Is the Iran Nuclear Deal Auditioning for ‘The Walking Dead’?

Moves by Oman’s foreign minister appear to indicate that the zombie 2015 agreement negotiated by Obama and championed by Biden may yet have life despite widespread opposition and the recent anti-hijab protests across Iran.

AP/Manuel Balce Ceneta
The Omani foreign minister, Sayyid Badr Albusaidi, right, speaks during a meeting with Secretary Blinken at Washington November 8, 2022. AP/Manuel Balce Ceneta

“The Iran deal is dead” is a Washington meme, but just how dead is the zombie? Once considered the top diplomatic aspiration of President Biden’s national security team, is the deal again showing faint signs of life?

Feature Oman’s foreign minister, Sayyid Badr Albusaidi. On Tuesday he was at Washington, where he met Secretary Blinken at the Department of State and the national security adviser, Jacob Sullivan, at the White House. Back home at Muscat yesterday, the Omani diplomat hosted his Iranian counterpart, Hossein Amir-Abdollahian.  

Readouts of Mr. Albusaidi’s Washington powwows were customarily bland. The word “Iran” was studiosly absent from them — except for one line in a joint statement at the state department: Mr. Blinken thanked Oman for “its role in securing the freedom of American citizen Baquer Namazi from Iran.” 

The 85-year-old Mr. Namazi, an Iranian-American, was held hostage on flimsy charges for six years before he was released last month. He landed at Muscat, where he met his family before leaving for a hospital at Abu Dhabi. Tehran has often used such “goodwill” gestures as a prelude for further negotiations. 

Mr. Albusaidi’s Thursday meeting with the Iranian foreign minister yielded more clues than the ones seen in Washington; they specifically pointed to the possibility of movement in Tehran’s as-yet steadfast refusal to negotiate seriously over renewal of the Joint Comprehensive Plan of Action, as the 2015 nuclear deal is known. 

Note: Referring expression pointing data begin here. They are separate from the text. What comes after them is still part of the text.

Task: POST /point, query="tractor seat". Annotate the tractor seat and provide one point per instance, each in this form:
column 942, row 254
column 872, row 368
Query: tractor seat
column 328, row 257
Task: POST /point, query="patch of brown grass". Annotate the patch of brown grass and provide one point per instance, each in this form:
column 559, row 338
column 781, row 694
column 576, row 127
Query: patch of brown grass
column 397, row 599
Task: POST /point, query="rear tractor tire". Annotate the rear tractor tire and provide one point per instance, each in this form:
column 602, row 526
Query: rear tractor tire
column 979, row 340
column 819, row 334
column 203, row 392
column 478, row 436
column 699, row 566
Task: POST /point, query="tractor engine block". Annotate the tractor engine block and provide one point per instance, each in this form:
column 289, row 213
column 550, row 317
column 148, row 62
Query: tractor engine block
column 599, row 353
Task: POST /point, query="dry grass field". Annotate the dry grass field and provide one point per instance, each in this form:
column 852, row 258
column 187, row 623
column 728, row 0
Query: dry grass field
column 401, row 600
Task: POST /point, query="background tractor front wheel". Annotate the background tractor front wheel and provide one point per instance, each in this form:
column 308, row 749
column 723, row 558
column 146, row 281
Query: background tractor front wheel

The Iranian and Omani foreign ministers “exchanged their views on the latest situation of JCPOA talks on the removal of sanctions,” a regime-controlled Tehran news agency, Mehr News, reported

The proximity of the Omani diplomat’s meetings with the American officials and with Tehran’s most senior diplomat raised some eyebrows among Iran watchers. It was at Oman, after all, where secret meetings between top aides to President Obama and their Iranian counterparts began the diplomacy that led in 2015 to the original JCPOA. 

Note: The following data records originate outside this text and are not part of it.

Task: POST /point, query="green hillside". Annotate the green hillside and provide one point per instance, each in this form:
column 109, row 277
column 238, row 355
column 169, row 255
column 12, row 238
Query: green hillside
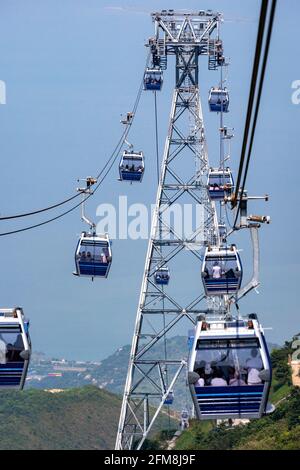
column 279, row 431
column 76, row 419
column 80, row 418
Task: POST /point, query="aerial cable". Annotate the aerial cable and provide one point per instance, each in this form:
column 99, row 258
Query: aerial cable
column 261, row 84
column 259, row 43
column 39, row 211
column 109, row 164
column 259, row 94
column 156, row 138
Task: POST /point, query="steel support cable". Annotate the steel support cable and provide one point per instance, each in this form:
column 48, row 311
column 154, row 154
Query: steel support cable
column 258, row 51
column 260, row 89
column 156, row 138
column 71, row 198
column 110, row 162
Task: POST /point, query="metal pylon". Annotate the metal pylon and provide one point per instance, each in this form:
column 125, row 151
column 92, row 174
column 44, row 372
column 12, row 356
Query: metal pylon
column 183, row 179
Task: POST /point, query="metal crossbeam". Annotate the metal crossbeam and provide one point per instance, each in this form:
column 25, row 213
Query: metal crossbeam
column 150, row 377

These meetings, which included Mr. Sullivan on the American side, were conducted in 2013, shortly after Mr. Obama won his second term as president, though some observers suspect they might have started even earlier. At that time Mr. Blinken was deputy national security adviser at the White House.

Mr. Sullivan, who was deputy chief of staff at the Department of State, was one of the principles in the Oman talks. Without the Oman channel, “we likely would have spent the fall of 2013 trying to figure out who to talk to and how,” Mr. Sullivan wrote in an email, as reported by columnist David Ignatius in 2016. 

Although these mid-level members of the Obama administration are now senior Washington officials, conditions for Iran negotiations are very different than when Oman hosted that top secret channel, where the foundations of the nuclear deal were established.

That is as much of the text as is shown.